Body Music (Arsenal Pulp Press) by Julie Maroh, is 21 vignettes that create a beautiful and moving meditation on love and desire as expressed in many different forms—between women, between men, between women and men and gender non-conformists alike, all varying in age and race. From the author of Blue Is the Warmest Color, Body Music is a beautiful, bittersweet graphic novel on the complexities of love.

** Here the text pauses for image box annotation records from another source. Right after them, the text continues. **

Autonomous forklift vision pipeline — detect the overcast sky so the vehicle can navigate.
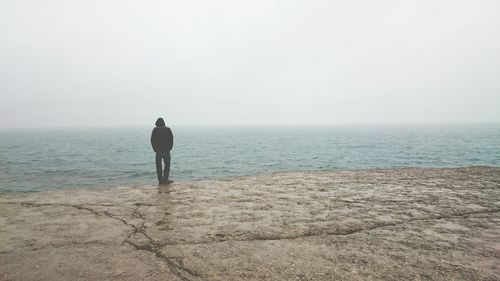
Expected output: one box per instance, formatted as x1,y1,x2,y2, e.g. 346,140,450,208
0,0,500,127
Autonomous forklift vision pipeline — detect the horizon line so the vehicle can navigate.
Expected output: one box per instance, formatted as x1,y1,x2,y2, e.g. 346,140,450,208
0,121,500,130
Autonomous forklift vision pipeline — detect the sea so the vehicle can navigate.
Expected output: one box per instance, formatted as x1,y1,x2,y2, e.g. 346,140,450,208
0,124,500,193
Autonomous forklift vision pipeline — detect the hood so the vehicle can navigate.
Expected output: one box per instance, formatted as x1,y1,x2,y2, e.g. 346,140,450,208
155,118,165,126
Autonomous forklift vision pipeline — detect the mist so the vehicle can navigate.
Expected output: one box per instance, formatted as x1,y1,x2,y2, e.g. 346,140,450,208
0,0,500,127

In Love Me True: Writers Reflect on the Ins, Outs, Ups and Downs of Marriage (Caitlin Press), edited by Fiona Tinwei Lam & Jane Silcott, 37 contributors explore how marriage and committed relationships have challenged, shaped, supported and changed them. From everyday conflicts to deep philosophical divides, the wide-ranging personal stories and poems in Love Me True are sometimes funny, sometimes harrowing, and always engaging as they offer their intimate and varied insights into the complex state that is marriage.
Catch Fiona Tinwei Lam, Jane Silcott, Kevin Chong, and Mandy Len Catron at the Vancouver Writers Fest’s Incite event tonight, February 14.
Save the date on February 28 for the Vancouver book launch of Love Me True, with more than a dozen of the contributors.
A Queer Love Story: The Letters of Jane Rule and Rick Bébout (UBC Press) edited by Marilyn Schuster, showcases not only two incisive minds in intimate dialogue but also, more largely, how members of the queer community worked together to build ties of love and friendship amidst intolerance and outright hostility.
Read an exclusive excerpt here
Rom Com (Talonbooks) by poet dream-team Dina Del Bucchia and Daniel Zomparelli mine the conventions and content of romantic comedies to create playful, weird, and comedic poems. These poems deconstruct as well as engage in dialogue with rom-coms in all their pop-culture cliché goodness.
You Hold Me Up (Orca Book Publishers) by Monique Gray Smith and illustrator Danielle Daniel, is a beautifully illustrated picture book that encourages children to show love and support for each other and to consider each other’s well-being in their everyday actions. Monique Gray Smith wrote You Hold Me Up to prompt a dialogue—among young people, their care providers and educators—about reconciliation and the importance of the connections children make with their friends, classmates and families.